### заметки

1. определиться с архитектурой модели. попробовать модернберт от дипвк и руберт от диппавлова
2. провести обрааботку датасета, добавить свои записи


время обучения модели с полным датасетом sberquad при приведенных гиперпараметрах (LR = 5e-5 ; BS = 32 ; N_EPOCHS = 10 ; WD = 0.05 ; WARMUP = 0.1 ; GRAD_ACC = 2) на TESLA a100 занимает порядка 50 минут. было бы не плохо подрубить логирование в облако

### imports ; freezes ; model init 

In [20]:
import torch
from transformers import (AutoTokenizer, AutoModelForQuestionAnswering, Trainer, 
                          DataCollatorForTokenClassification, TrainingArguments) 

from datasets import load_dataset, load_metric
import numpy as np

import random

In [2]:
def set_seed(seed: int = 42) -> bool:
    try:
        random.seed(seed)
        np.random.seed(seed)
        torch.manual_seed(seed)
        torch.cuda.manual_seed_all(seed)

        torch.backends.cudnn.deterministic = True
        torch.backends.cudnn.benchmark = False
        return True

    except Exception as _ex:
        print(f'Error while setting seeds. Error :: {_ex}')
        return False

set_seed(42)

In [10]:
model_checkpoint: str = "DeepPavlov/rubert-base-cased"
tokenizer: AutoTokenizer = AutoTokenizer.from_pretrained(model_checkpoint)
model: AutoModelForQuestionAnswering = AutoModelForQuestionAnswering.from_pretrained(model_checkpoint)
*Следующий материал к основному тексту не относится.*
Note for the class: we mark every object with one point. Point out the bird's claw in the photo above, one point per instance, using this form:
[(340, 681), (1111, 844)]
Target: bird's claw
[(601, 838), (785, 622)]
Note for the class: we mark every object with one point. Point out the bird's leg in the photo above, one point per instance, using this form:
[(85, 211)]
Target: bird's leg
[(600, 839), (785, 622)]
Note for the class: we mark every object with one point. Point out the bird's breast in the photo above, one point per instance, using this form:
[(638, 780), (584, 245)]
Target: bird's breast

metric = load_metric("squad")

Some weights of BertForQuestionAnswering were not initialized from the model checkpoint at DeepPavlov/rubert-base-cased and are newly initialized: ['qa_outputs.bias', 'qa_outputs.weight']
You should probably TRAIN this model on a down-stream task to be able to use it for predictions and inference.
Downloading builder script: 4.50kB [00:00, 8.75MB/s]                   
Downloading extra modules: 3.30kB [00:00, 7.96MB/s]                   


### dataset preparetion

In [11]:
raw_datasets = load_dataset("kuznetsoffandrey/sberquad")
raw_datasets

Downloading readme: 5.16kB [00:00, 14.8MB/s]


DatasetDict({
    train: Dataset({
        features: ['id', 'title', 'context', 'question', 'answers'],
        num_rows: 45328
    })
    validation: Dataset({
        features: ['id', 'title', 'context', 'question', 'answers'],
        num_rows: 5036
    })
    test: Dataset({
        features: ['id', 'title', 'context', 'question', 'answers'],
        num_rows: 23936
    })
})

In [None]:
# оставляем только те записи, ответ на которые длиннее 20-ти симмволов

# def filter_long_answers(example) -> bool:
#     return bool(example["answers"]["text"]) and len(example["answers"]["text"][0]) > 20


# filtered_train = raw_datasets["train"].filter(filter_long_answers)
# filtered_validation = raw_datasets["validation"].filter(filter_long_answers)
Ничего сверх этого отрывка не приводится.